Lucy was sitting between Berta and me in the backseat of our old white Ford, while Noe sat between Papa and Mama in front. As the car passed the marquee, I tapped Berta on the shoulder and pointed. We laughed, for most of the black letters spelling PEDRO INFANTE were either falling off or missing completely.
After Papa parked on top of one of the rows and rows of asphalt mounds, it was just like always: Mama leaned over and moved Saint Christopher and the Virgin from the center to the right side of the dashboard. She opened the glove compartment, pulled out a snakelike green coil, set it on top of the dashboard, and lit it. This was incense for killing the flying bugs and mosquitoes. The coil burned with a strange glow that got redder and redder as the evening got darker.
“Mama,” said Lucy, “can you please take Saint Christopher and the Virgin off the dashboard? They’re blocking my view.”
“Ay, Lucy, it’s always the same thing with you. The movie hasn’t even started. And anyway, I’m not taking them off. They’re there to sanctify our car and protect us against accidents.”
“Mama, the car’s parked. It’s not moving,” Lucy said. Berta and I grinned at each other.
“Well, you never know. Something could always happen. Look, I’ll move them all the way to the right.” Mama carefully set them on the corner of the dashboard.

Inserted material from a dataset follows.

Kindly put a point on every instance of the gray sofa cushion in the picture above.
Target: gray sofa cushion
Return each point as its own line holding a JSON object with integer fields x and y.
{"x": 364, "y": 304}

“Aren’t you going to turn them around so they can watch the movie?” I winked at Berta.
Mama turned her two santos to face the huge white screen as she always did, and we laughed. I leaned over to Berta and whispered, “I can’t wait for the kissing, the tequila drinking, and the shooting to begin. Wonder what Mama’s santos will think then!” But Berta didn’t laugh.
Then Lucy and Noe fought over who got to take the metal speaker that hung on a pole outside and attach it to their window. Berta and I looked at each other: once we had been the ones fighting over this. Mama grabbed the speaker, hung it over the top of her window, and turned the knobs.
A man’s voice burst forth: “Fresh popcorn, cold Cokes, hot dogs, chocolate bars, and pepperoni pizzas are waiting for you at the concession stand!” I used to love going to the concession stand, for there were four magic horses next to it. The horses flew on swings back and forth, back and forth, making me feel as though I were flying through the stars.